I am trying to clarify a statement regarding the homomorphic image of a maximal ideal
Let $\varphi: F\rightarrow F'$ be an isomorphism of fields. The map $\varphi$ induces a ring homomorphism (also denoted $\varphi$) $\varphi:F[x]\rightarrow F'[x]$ defined by applying $\varphi$ to the coefficients of a polynomial in $F[x]$. Let $p(x)\in F[x]$ be an irreducible polynmial and let $p'(x)\in F'[x]$ be the polynomial obtained by applying the map $\varphi$ to the coefficients of $p(x)$. The isomorphism maps the ideal $(p(x))$ to the ideal $(p'(x))$.
Is it true that $(p'(x))$ is also maximal? I don't think the homomorphic image of maximal ideal is necessarily maximal.
EDIT: $\varphi$ in fact induces a ring isomorphism, which is why this statement is true.
The statement is true in greater generality.
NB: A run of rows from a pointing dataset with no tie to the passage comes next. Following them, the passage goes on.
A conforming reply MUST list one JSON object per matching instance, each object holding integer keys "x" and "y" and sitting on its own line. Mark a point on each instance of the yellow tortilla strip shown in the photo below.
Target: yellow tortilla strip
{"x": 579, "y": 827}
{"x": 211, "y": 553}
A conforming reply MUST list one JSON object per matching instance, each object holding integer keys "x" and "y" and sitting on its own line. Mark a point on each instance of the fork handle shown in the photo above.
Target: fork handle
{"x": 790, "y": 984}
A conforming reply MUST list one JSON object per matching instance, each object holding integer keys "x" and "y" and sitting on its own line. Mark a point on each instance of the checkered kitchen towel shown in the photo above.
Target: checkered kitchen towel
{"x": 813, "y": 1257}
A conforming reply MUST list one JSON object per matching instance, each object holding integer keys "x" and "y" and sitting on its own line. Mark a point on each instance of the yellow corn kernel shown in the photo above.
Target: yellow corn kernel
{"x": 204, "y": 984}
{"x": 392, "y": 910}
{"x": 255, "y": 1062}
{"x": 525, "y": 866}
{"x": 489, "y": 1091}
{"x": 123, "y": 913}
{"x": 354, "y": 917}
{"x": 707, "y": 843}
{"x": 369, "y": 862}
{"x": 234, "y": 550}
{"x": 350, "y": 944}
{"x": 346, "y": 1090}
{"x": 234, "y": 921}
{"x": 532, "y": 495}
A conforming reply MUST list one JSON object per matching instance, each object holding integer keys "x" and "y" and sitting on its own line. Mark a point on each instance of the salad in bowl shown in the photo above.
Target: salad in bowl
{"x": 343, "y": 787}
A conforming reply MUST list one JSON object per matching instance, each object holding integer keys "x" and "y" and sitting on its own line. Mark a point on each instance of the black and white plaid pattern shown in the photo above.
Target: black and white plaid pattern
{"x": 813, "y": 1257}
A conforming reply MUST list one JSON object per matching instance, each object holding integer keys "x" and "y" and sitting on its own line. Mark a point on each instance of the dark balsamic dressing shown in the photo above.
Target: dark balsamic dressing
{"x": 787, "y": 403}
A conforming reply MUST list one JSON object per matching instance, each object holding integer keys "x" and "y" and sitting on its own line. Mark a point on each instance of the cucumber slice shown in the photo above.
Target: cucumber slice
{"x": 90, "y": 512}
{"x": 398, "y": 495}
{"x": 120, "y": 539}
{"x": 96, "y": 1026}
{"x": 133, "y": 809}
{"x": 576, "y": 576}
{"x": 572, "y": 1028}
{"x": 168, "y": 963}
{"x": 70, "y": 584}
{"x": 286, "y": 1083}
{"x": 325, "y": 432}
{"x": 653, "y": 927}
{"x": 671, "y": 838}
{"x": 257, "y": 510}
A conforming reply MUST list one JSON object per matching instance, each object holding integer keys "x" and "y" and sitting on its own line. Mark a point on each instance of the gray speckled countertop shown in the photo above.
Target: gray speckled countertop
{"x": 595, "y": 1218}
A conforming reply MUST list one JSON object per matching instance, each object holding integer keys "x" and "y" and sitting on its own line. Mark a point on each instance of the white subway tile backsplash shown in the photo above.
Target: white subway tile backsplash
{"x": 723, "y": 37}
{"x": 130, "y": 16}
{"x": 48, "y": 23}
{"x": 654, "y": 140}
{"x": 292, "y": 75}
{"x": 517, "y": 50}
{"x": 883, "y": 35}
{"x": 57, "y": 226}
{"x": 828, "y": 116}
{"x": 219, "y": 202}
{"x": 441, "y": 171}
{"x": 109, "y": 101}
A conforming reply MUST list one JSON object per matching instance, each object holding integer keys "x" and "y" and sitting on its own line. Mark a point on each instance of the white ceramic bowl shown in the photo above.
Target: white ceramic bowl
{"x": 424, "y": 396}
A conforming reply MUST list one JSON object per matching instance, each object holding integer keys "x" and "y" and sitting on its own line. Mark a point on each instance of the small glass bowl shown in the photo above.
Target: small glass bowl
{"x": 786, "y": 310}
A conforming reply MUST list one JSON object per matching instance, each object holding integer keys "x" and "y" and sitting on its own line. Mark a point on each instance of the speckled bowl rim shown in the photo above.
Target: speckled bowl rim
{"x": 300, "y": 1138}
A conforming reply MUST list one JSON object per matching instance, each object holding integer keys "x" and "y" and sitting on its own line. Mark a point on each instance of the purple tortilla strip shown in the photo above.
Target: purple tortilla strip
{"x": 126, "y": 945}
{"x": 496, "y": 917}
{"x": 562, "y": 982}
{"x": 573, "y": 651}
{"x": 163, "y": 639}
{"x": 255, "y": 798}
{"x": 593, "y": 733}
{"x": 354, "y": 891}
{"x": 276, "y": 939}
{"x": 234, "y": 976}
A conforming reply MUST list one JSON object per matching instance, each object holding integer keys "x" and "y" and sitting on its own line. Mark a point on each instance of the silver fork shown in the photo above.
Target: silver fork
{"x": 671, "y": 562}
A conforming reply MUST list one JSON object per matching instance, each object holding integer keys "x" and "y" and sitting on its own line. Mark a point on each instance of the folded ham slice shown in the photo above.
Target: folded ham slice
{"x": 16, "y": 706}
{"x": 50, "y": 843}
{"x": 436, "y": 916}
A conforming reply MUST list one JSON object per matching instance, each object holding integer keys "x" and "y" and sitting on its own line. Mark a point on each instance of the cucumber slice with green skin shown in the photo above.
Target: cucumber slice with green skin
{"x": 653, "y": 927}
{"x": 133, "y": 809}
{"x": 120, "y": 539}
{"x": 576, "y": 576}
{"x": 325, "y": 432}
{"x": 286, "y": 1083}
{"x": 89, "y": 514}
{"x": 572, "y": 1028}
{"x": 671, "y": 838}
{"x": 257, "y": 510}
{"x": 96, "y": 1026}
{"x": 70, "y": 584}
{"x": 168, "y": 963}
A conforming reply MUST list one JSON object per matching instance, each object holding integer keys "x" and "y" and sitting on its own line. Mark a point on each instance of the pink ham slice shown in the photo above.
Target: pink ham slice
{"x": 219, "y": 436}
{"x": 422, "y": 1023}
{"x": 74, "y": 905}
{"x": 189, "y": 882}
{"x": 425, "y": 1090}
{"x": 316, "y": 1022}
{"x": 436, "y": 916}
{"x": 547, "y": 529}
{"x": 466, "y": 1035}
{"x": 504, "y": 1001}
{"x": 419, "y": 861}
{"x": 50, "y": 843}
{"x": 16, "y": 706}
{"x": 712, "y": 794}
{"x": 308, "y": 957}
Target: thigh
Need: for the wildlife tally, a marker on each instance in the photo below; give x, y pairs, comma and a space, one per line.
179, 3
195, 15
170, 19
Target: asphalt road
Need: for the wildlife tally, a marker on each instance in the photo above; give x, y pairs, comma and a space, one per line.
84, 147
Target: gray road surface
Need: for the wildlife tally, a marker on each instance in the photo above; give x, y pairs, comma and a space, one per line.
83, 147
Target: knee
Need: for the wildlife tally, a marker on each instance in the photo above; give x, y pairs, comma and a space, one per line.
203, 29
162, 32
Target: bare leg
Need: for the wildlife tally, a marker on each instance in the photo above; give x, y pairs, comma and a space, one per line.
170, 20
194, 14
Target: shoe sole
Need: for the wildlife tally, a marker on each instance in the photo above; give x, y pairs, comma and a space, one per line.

Suppose $\varphi\colon A\to B$ is a surjective ring homomorphism. Then, for every maximal ideal $I$ such that $\ker\varphi\subseteq I$, the image $\varphi(I)$ is a maximal ideal of $B$.
Indeed, the homomorphism theorems provide an isomorphism $\bar{\varphi}\colon A/I\to B/\varphi(I)$ (here just $\ker\varphi\subseteq I$ is needed, not maximality). Then $\varphi(I)$ is maximal if and only if $I$ is maximal.
In your case $\varphi\colon F[x]\to F'[x]$ is an isomorphism, so the condition $\ker\varphi\subseteq I$ is trivially satisfied.
As a side note, if $\ker\varphi\not\subseteq I$, then $\varphi(I)=B$.